I have read several threads (here and elsewhere) about sideloading books that I already own onto my kids Kindle Fire HD.  My sons use Freetime and I do not want to load Overdrive onto their profiles.  They love to play games and given the choice of reading or games, they will choose games.  That's the power of Freetime - I can set his reading to unlimited and limit his game time.  So is there any way to get books that I already own onto the device?  This is a deal breaker for me.  I may need to return both of these if I can't do this.

Background (if you need/want it)

Emailing or uploading books through the kindle site loads into the documents folder, which is not accessible to Freetime
I tried copying books directly into the Books folder on the device.  Didn't work.
Customer service was not helpful.  They said there was no way at all - which is not true as I can see people have used overdrive to solve this issue.


----------



## Betsy the Quilter (Oct 27, 2008)

Not sure what to tell you.

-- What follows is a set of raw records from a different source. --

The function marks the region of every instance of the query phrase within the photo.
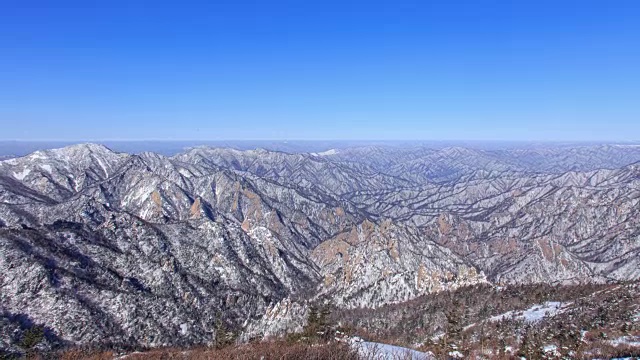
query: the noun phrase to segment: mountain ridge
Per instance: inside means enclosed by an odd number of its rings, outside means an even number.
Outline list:
[[[160,346],[210,343],[220,322],[283,331],[283,301],[300,315],[486,282],[637,280],[639,203],[634,147],[73,145],[0,162],[0,310],[74,344]]]

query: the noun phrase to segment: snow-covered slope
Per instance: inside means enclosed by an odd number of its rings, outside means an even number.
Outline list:
[[[220,322],[283,331],[305,301],[638,279],[638,160],[617,146],[38,151],[0,162],[0,310],[72,343],[188,344]]]

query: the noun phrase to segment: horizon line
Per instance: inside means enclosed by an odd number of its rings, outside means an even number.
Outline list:
[[[594,139],[594,140],[572,140],[572,139],[0,139],[0,142],[23,142],[23,143],[99,143],[99,142],[542,142],[542,143],[640,143],[638,140],[615,140],[615,139]]]

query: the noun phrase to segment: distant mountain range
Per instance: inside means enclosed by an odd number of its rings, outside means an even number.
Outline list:
[[[1,321],[181,345],[220,322],[278,333],[311,301],[637,280],[639,162],[632,144],[36,151],[0,162]]]

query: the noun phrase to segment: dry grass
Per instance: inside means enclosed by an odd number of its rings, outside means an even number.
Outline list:
[[[79,350],[65,352],[61,359],[113,359],[112,353],[90,354]],[[126,360],[357,360],[358,356],[348,345],[330,343],[323,345],[290,344],[285,341],[257,342],[223,349],[157,349],[131,353]]]
[[[497,349],[488,347],[485,351],[480,349],[467,350],[467,359],[515,359],[513,354],[498,354]],[[640,348],[630,346],[613,346],[605,341],[594,341],[585,346],[577,359],[593,358],[616,358],[616,357],[638,357],[640,359]],[[73,349],[68,350],[56,357],[61,360],[112,360],[119,356],[113,352],[92,352],[88,350]],[[33,357],[44,359],[43,357]],[[289,343],[286,341],[266,341],[256,342],[241,346],[230,346],[223,349],[210,348],[167,348],[149,350],[140,353],[129,353],[123,355],[123,360],[373,360],[381,359],[381,349],[371,348],[366,354],[358,354],[344,343],[330,343],[322,345],[309,345],[304,343]],[[440,354],[436,358],[447,358],[445,354]],[[540,357],[540,358],[554,358]],[[409,360],[410,354],[399,353],[393,360]]]
[[[115,358],[115,354],[111,351],[97,352],[97,351],[88,351],[88,350],[80,350],[80,349],[72,349],[65,351],[61,356],[60,360],[112,360]]]

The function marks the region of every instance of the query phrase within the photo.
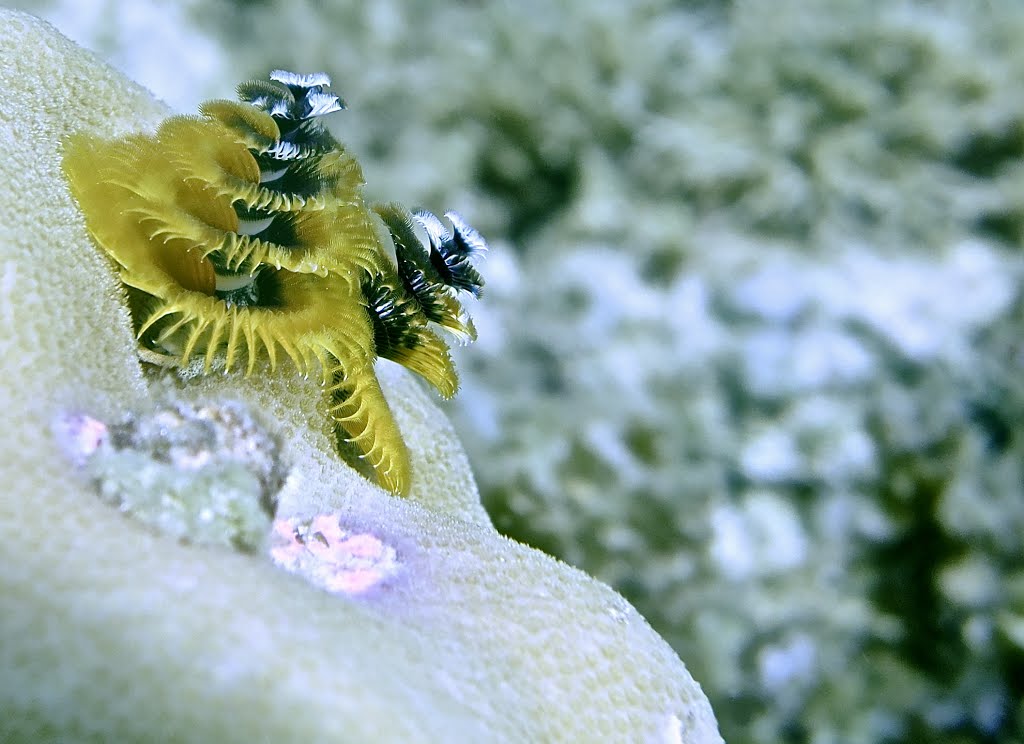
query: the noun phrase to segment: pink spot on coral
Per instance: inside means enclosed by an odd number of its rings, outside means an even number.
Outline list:
[[[274,521],[270,557],[286,571],[336,594],[361,594],[397,573],[393,547],[341,526],[337,513]]]
[[[62,416],[55,428],[64,450],[78,464],[91,457],[110,438],[105,423],[80,413]]]

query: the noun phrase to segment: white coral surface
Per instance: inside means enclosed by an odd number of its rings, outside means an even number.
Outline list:
[[[334,455],[310,382],[145,373],[60,143],[151,129],[167,111],[10,11],[0,91],[0,740],[721,741],[632,607],[494,531],[449,425],[406,374],[382,368],[413,450],[408,500]],[[330,514],[324,539],[386,576],[332,593],[101,501],[54,423],[158,399],[252,410],[283,443],[278,519]]]

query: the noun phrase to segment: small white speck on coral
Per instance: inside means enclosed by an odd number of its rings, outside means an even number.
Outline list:
[[[668,717],[657,741],[664,744],[683,744],[683,722],[679,716],[673,714]]]

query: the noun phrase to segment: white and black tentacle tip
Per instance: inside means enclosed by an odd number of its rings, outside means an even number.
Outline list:
[[[416,209],[413,210],[412,216],[426,230],[427,240],[430,241],[432,248],[440,248],[451,240],[452,236],[448,232],[448,228],[444,226],[444,223],[433,212],[428,212],[426,209]]]
[[[257,105],[262,104],[260,107],[275,118],[305,121],[345,108],[345,101],[341,96],[325,90],[331,84],[331,79],[326,73],[312,72],[303,75],[287,70],[272,70],[270,79],[284,86],[281,95],[271,100],[271,97],[264,93]],[[251,87],[255,90],[256,86]],[[247,89],[244,92],[249,91]],[[251,98],[250,102],[253,102]]]
[[[487,243],[476,230],[455,212],[445,213],[452,223],[449,231],[433,212],[418,209],[413,217],[423,226],[430,241],[430,263],[450,287],[461,289],[479,297],[483,291],[483,277],[473,268],[470,258],[487,250]]]
[[[487,241],[458,212],[449,210],[444,213],[452,223],[452,238],[456,250],[464,256],[479,256],[487,253]]]
[[[299,72],[288,72],[288,70],[271,70],[270,79],[276,80],[289,88],[327,88],[331,85],[331,78],[326,72],[309,72],[303,75]]]
[[[301,116],[308,119],[313,116],[333,114],[345,108],[345,101],[335,93],[327,93],[322,90],[311,90],[306,93],[303,99]]]
[[[279,98],[272,102],[268,101],[263,106],[261,106],[261,108],[268,114],[273,116],[275,119],[290,119],[292,113],[292,106],[294,105],[295,104],[291,101],[286,101],[283,98]]]

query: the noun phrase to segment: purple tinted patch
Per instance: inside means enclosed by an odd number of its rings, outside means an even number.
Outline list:
[[[400,567],[398,553],[376,535],[341,526],[338,514],[277,519],[270,557],[333,594],[362,594],[383,584]]]
[[[56,422],[57,439],[72,462],[80,465],[110,439],[110,429],[92,416],[72,413]]]

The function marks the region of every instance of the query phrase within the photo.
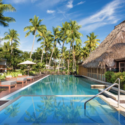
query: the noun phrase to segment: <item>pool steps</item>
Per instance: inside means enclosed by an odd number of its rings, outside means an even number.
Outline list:
[[[105,89],[106,87],[108,87],[107,85],[91,85],[92,89],[98,89],[99,92],[103,91],[103,89]],[[118,101],[118,96],[114,95],[113,93],[109,92],[109,91],[105,91],[104,94],[116,101]],[[125,102],[125,95],[120,95],[120,101],[124,101]]]
[[[98,80],[98,79],[94,79],[94,78],[91,78],[91,77],[87,77],[87,76],[83,76],[83,75],[82,75],[82,77],[83,77],[83,78],[87,78],[87,79],[92,80],[92,81],[96,81],[96,82],[98,82],[98,83],[100,83],[100,84],[102,84],[102,85],[106,85],[106,87],[112,85],[112,83],[104,82],[104,81],[101,81],[101,80]],[[115,87],[112,87],[112,90],[118,91],[118,89],[115,88]],[[120,89],[120,93],[125,94],[125,91],[122,90],[122,89]]]

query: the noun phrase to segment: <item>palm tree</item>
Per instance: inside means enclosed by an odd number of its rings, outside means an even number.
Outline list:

As far as my testing shows, books that are sideloaded (I used Calibre and changed a setting to tag the transferred book correctly) will not show up in Freetime even if they show up in the "Books" tab outside of Freetime. I don't know about Overdrive--I don't have an HD--if that's something people have found works, that's what I would recommend. I don't think it works on the HDX.

Here's another thread with my discussion of my testing.
http://www.kboards.com/index.php/topic,168512.0.html

Betsy


----------



## Guaps (Dec 20, 2013)

Thank you for your reply.  I have spent a lot of time this weekend trying to figure out how to do this with very little progress so far.  I have two more ideas that I'm going to try today.  I'll report back if I find a solution.

1 - Load two different parent control apps.  One (not Freetime) would be the reader app, and Freetime to manage apps and videos.  Prob with this is my kids would have to ask for us to put in the pass everytime they want to switch between the two.  I don't love this idea, but it would work well enough to keep me from taking these back to the store.

2 - Load two different parent control apps, one inside the other.  So freetime would be set up for unlimited time on apps.  Put Overdrive in there for reading, and put the other parent control app in the app section of freetime.  Then load all the apps for games in the second parent control app.  Put time limits on the second app.  If I can disable the password of the second parent app and allow kids to pass freely between it and freetime, my problem is solved.  I'm not sure if the exit the second parent app if they return to freetime or the home screen.  I'll test and report back.


----------



## Guaps (Dec 20, 2013)

In case someone is following this, or wants to do this in the future, here is what I learned.

I ended up doing option #1 in the end. I don't love it, but I am not able to find a better solution so far.

Option 2 - This doesn't work. Free Time _will _allow you to load another parent control app inside, so that is great. Problem is loading apps. In order for the second parent control app to have access to a an app (a game for example), the game has to be loaded into freetime. If the app is loaded into free time, then the kids can play it. So there is no way to put a time limit on the game.


----------